There’s more, including an absolutely mortifying speech in which the supposedly enlightened female activist blames the AIDS death of a friend on homophobia in society (um, okay) and then turns her blame to her dead friend’s emotionally reserved mother. To her face. While she is grieving. The day after her son dies. I don’t know what psychology book produced this Blame the Mother angle but here’s betting it was a first edition copy from 1953.

Our female activist goes on to say (she has a lot to say because the gay characters are frozen into inaction, dead, or completely lack self-determination) that her dead friend, who continued having sex after learning he was HIV positive, was “ashamed of himself… and then he killed people!”

Give me a minute to breathe through this one. Okay. I’m better.

The ignorant notion of people living with HIV roaming the countryside looking for victims to murder is the reason unjust HIV criminalization persists. Right now, thousands of people are serving prison sentences for no other crime than “sex while HIV positive.” In many cases, defendants used protection or had no HIV viral load and did not transmit the virus to anyone.
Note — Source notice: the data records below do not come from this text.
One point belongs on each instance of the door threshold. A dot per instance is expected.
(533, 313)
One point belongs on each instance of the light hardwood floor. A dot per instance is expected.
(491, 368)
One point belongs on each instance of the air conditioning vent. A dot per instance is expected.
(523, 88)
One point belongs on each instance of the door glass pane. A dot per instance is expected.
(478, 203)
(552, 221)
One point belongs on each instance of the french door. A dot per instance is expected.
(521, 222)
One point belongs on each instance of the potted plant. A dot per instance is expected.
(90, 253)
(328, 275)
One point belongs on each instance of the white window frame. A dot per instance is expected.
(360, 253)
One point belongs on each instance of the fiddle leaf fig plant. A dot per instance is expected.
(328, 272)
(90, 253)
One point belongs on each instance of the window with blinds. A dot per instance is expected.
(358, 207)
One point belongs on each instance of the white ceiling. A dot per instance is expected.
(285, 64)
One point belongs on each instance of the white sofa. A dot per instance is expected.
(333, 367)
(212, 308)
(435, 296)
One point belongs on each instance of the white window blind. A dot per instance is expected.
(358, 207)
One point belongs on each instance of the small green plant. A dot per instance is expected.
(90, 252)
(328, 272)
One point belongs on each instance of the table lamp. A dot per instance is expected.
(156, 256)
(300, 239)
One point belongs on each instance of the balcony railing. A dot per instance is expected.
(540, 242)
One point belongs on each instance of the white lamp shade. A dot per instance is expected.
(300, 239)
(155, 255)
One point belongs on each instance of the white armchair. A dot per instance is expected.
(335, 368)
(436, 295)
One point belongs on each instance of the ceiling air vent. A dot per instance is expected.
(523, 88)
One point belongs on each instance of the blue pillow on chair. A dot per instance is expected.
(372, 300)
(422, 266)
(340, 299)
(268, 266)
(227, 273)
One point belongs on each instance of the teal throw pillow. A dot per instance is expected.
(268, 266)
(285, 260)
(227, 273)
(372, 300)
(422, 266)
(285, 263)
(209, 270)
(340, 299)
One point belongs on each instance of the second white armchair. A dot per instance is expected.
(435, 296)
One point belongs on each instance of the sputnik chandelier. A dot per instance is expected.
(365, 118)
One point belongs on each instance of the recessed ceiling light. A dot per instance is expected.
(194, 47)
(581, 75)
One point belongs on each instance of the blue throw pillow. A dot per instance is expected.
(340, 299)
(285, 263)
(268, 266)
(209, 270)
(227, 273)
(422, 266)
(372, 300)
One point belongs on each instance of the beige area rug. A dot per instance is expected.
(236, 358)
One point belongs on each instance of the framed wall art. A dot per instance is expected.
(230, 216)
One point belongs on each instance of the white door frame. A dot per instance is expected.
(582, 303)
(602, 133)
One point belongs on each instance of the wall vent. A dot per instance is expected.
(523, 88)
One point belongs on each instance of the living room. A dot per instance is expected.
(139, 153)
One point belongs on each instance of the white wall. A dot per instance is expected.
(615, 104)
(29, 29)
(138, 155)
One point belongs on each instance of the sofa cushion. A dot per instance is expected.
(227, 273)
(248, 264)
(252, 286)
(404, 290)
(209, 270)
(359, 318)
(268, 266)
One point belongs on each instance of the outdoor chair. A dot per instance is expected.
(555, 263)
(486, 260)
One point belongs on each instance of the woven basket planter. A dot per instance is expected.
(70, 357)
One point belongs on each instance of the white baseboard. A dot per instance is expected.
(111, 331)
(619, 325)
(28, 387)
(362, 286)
Still, many people living with HIV have been prosecuted and sentenced to decades in prison.

None of this keeps It’s a Sin from targeting nearly every character with blame (and its crushing counterweight, shame) for maximum emotional damage. We know this tactic well in the real world, even if it’s a terribly useless weapon. While we engage in blaming others, the virus plods along, doing what viruses do.

In the end, It’s a Sin blames everything but HIV itself. Meanwhile, the virus just keeps right on replicating, right now just as it did then, utterly unconcerned with the judgments of humankind.